Crédits : Wikimedia Commons - Vincent Bolloré à la Global Conference

 

Trois pigistes de la rédaction sports de Canal+ ont été évincés ce lundi, révèle le site d'informations Les Jours. Le Syndicat National des Journalistes dénonce une inquiétante "répression".

Le 5 janvier dernier, les salariés de Canal+ manifestaient silencieusement derrière Stéphane Guy, leur collègue, remercié pour avoir apporté son soutien à Sébastien Thoen. Devant l’immeuble Canal+, le message affiché était le suivant : “Avec cette action silencieuse et anonyme, nous voulons signifier que nous sommes tous des Stéphane Guy potentiels, tous susceptibles d’être sanctionnés, licenciés abusivement”.

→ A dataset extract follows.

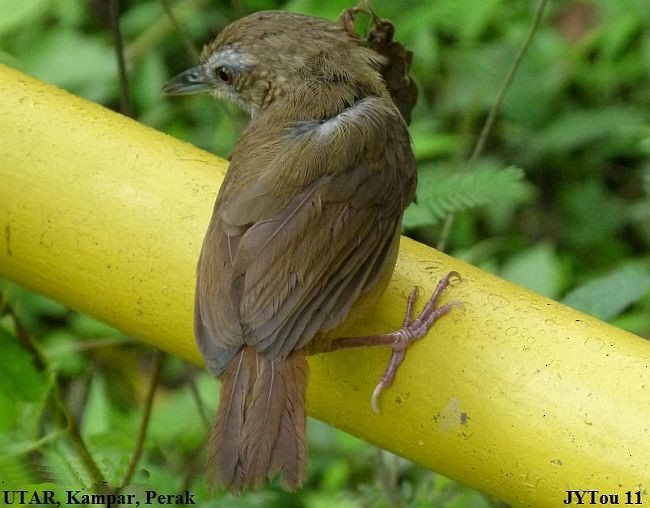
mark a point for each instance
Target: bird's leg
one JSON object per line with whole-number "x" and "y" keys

Quelques semaines plus tard, la riposte est claire : toute personne ayant apporté son soutien au chroniqueur Sébastien Thoen est susceptible de se faire licencier sans ménagement. Dernier épisode en date, le renvoi de trois pigistes lundi dernier, révèle le site d’informations Les Jours. L’actionnaire principal du groupe Canal +, Vincent Bolloré continue sa purge au sein de la rédaction sport.  Les journalistes sont coupables d’avoir signé un texte de soutien écrit par le Syndicat national des journalistes (SNJ) de Canal+, aux côtés de 150 confrères travaillant pour la chaîne. Ce même syndicat dénonce ce mercredi une “répression” et une volonté de “mettre au pas” les équipes : Cette repression initiée par les dirigeants du groupe Canal+ et leur actionnaire principal est une honte pour l’audiovisuel français”. 

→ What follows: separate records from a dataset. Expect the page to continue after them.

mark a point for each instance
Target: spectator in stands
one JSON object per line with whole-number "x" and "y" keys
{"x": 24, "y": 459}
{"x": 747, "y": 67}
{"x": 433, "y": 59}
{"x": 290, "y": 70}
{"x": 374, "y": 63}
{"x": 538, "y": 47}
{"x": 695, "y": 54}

“Canal+ se passera de tes services”

Le présentateur du “Journal du hard”, Sébastien Thoen a été renvoyé fin novembre pour une parodie visant Pascal Praud et son émission “L’heure des pros”, diffusée sur CNews, autre chaîne contrôlée par Vivendi. “Décision de l’actionnaire”, relate le pure-player Les Jours. Cette fois-ci, c’est le directeur adjoint des sports depuis 2016, Didier Lahaye, qui s’est attelé à l’exercice. Un texto, un bref coup de fil : “Canal+ se passera de tes services”En outre, les pigistes sont mis en cause pour avoir signé la pétition, rompu la confiance et manqué de loyauté. Est-ce le début de la chasse aux sorcières ? Probablement. Parmi les 150 signataires, 48 ont préféré rester anonymes.

Le SNJ a également exprimé son inquiétude face aux velléités de Vivendi d’acquérir de nouvelles rédactions, à l’instar de celle d’Europe 1, propriété de Lagardère. La radio pourrait passer sous le contrôle de Vincent Bolloré. Les pouvoirs publics doivent réaffirmer (dans les discours mais aussi dans les actes) que (…) la liberté d’expression et l’indépendance des rédactions doivent être garanties”, conclut le communiqué du syndicat. Au groupe d’appliquer les valeurs de liberté d’expression prônées sur CNews pour justifier les logorrhées du chroniqueur star de la chaîne, Eric Zemmour.